Des milliers d’espèces marines sont encore décrites chaque année
Ces deux animaux ne représentent qu’une infime partie des découvertes récentes. Selon le World Register of Marine Species, plus de 2 500 nouvelles espèces marines ont été identifiées au cours de l’année 2025.
Cette richesse rejoint les découvertes réalisées dans la faune méconnue des grands fonds, où de nouvelles espèces et même de nouveaux groupes taxonomiques continuent régulièrement d’être décrits.
Les océans profonds figurent en effet parmi les environnements les moins inventoriés de notre planète.
Pourquoi identifier ces espèces est-il important ?
Donner un nom scientifique à un animal permet de distinguer précisément l’espèce, d’étudier son aire de répartition et de comparer ses populations.
Ce travail de taxonomie devient également indispensable lorsqu’il faut évaluer l’impact d’une activité humaine sur un écosystème.
Si une espèce n’a jamais été décrite, il devient particulièrement difficile de déterminer si elle est rare, menacée ou présente dans plusieurs régions.
Les carcasses de baleines sont de véritables îlots de biodiversité
Dans l’immensité relativement pauvre des plaines abyssales, la chute d’une baleine concentre soudainement une quantité gigantesque de matière organique en un seul point.
Au fil des différentes étapes de décomposition, les espèces qui fréquentent la carcasse changent.
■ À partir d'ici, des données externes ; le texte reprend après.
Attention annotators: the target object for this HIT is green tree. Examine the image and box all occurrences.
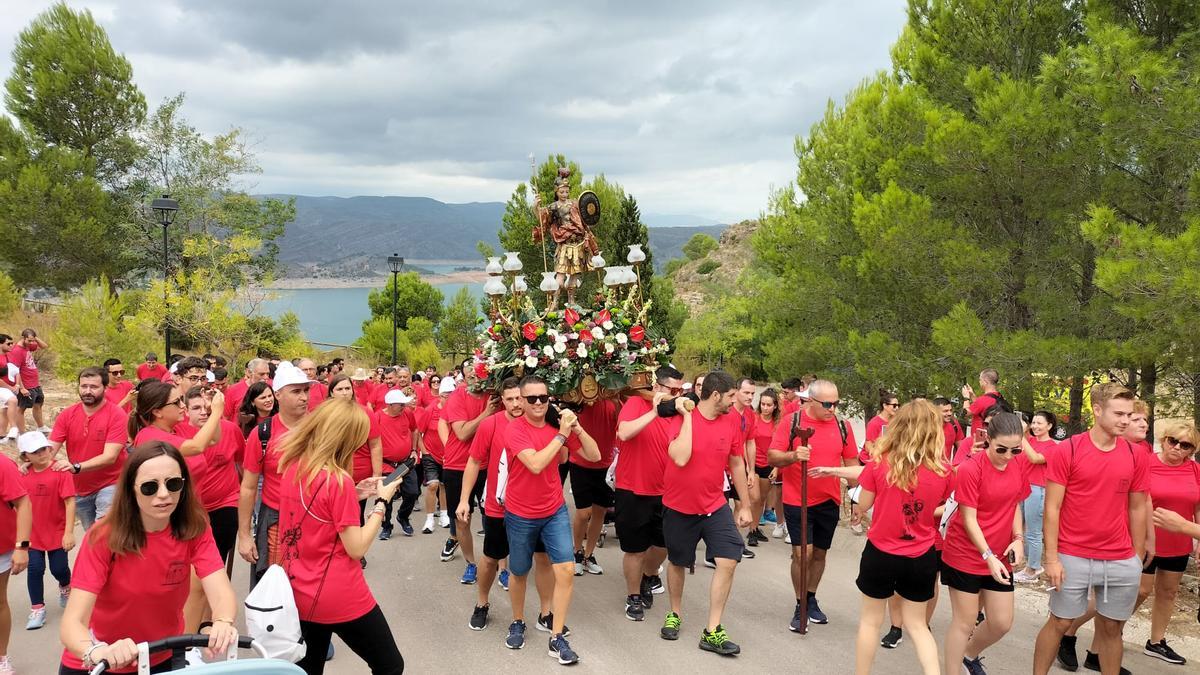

Certaines arrivent rapidement, tandis que d’autres dépendent de transformations chimiques qui se produisent beaucoup plus tard.
Chaque carcasse peut ainsi fonctionner comme une petite île biologique isolée sur le plancher océanique.
Les abysses sont encore loin d’avoir livré tous leurs secrets
Découvrir un ver scintillant capable d’exploiter plusieurs habitats extrêmes ou un tunicier transformé en prédateur rappelle à quel point l’évolution peut produire des solutions inattendues.
Ces espèces vivent dans des environnements soumis au froid, à une pression immense, à l’obscurité permanente et à une disponibilité très irrégulière de nourriture.
Les carcasses de baleines, les morceaux de bois immergés et les suintements de méthane montrent toutefois que même dans les profondeurs les plus hostiles, de petites oasis peuvent soutenir une remarquable biodiversité abyssale.
Et puisque des milliers de nouvelles espèces marines continuent d’être décrites chaque année, les prochaines explorations des grands fonds devraient encore réserver de nombreuses surprises.